Un jour, une espèce de roulotte s’arrête devant leur demeure. Elle est seule et discute avec l’homme qui la conduit. Le véhicule est aménagé en « librairie ambulante ». Le propriétaire sillonne les routes avec son cheval, son chien et ses livres qu’il vend au gré de ses rencontres. Il voudrait se poser pour écrire, raconter les anecdotes qu’il a vécues. Il a pour projet de faire affaire avec Andrew en espérant qu’il fasse l’acquisition du convoi. Helen, elle, a une envie de rébellion, elle a ras le bol de servir de bonne.
Un coup de folie, une envie de fantaisie ? Voilà que la transaction est signée. L’un vend, l’autre achète et les deux filent sur la route. Lui pour lui faire découvrir le métier, l’autre pour l’apprendre. Une lettre est déposée sur la table pour qu’Andrew soit informé. Le lecteur va suivre les premiers pas de la future libraire mais rien ne sera vraiment facile pour elle.
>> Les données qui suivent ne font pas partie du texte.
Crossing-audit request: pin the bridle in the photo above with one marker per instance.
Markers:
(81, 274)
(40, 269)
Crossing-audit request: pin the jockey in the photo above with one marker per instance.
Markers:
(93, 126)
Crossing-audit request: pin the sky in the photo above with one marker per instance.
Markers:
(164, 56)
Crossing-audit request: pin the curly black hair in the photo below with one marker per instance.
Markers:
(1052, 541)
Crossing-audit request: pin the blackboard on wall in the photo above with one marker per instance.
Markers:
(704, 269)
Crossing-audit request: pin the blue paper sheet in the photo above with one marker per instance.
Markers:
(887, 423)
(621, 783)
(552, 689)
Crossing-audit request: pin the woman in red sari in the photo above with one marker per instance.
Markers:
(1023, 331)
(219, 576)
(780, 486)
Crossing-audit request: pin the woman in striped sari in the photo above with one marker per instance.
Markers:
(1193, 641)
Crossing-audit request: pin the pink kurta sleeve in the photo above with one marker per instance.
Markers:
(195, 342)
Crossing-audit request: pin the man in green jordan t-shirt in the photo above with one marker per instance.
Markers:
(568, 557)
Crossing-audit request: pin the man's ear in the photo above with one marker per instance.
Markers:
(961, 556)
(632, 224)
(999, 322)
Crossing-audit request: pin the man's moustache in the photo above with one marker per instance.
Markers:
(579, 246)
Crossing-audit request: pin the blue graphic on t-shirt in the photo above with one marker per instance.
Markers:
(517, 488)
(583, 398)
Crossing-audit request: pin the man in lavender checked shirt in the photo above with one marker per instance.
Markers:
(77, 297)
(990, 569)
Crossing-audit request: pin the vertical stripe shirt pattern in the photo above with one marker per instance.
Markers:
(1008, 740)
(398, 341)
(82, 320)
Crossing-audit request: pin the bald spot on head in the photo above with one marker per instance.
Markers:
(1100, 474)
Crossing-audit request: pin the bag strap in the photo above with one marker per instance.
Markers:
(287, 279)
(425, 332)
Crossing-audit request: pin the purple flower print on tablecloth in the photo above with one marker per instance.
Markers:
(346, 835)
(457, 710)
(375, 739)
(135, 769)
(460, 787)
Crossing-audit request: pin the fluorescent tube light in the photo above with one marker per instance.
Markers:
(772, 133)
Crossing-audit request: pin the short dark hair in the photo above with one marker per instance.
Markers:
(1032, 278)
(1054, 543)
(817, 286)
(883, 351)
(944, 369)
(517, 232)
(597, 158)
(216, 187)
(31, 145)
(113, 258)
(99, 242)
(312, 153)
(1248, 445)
Ce roman est un petit bijou au charme suranné (déjà la couverture donnait le ton), à l’atmosphère exquise. Un récit avec de l’humour, de la sagesse, une pépite littéraire bien traduite (merci à Oscar Lalo) au phrasé pas si désuet qu’on pourrait le penser vu la première date de parution.
J’ai trouvé l’écriture très poétique et très évocatrice. Quand Helen parle du vendeur, c’est délicieux à lire.
« Déconcertée, j’observais ce petit coquin un tantinet ratatiné. Je découvrais une nouvelle facette de cet aimable idéaliste. Il y avait en lui, à côté de son doux amour des livres, un grain de diablerie intrépide. »
C’est une femme attachante qui va se découvrir en cheminant. On la voit évoluer, prendre de l’assurance, s’émanciper. Et à cette époque, ce genre de comportement, c’est une vraie révolution ! On verra comment certains s’y prennent pour entraver ses velléités d’indépendance.
Le texte est parsemé de références littéraires, elles sont très bien introduites. Les arguments pour conseiller les futurs acheteurs sont fins, drôles, raffinés.
« Un homme qui a quelques bons livres chez lui rend sa femme heureuse, donne à ses enfants un bon départ dans la vie et est susceptible d’être lui-même un meilleur citoyen. »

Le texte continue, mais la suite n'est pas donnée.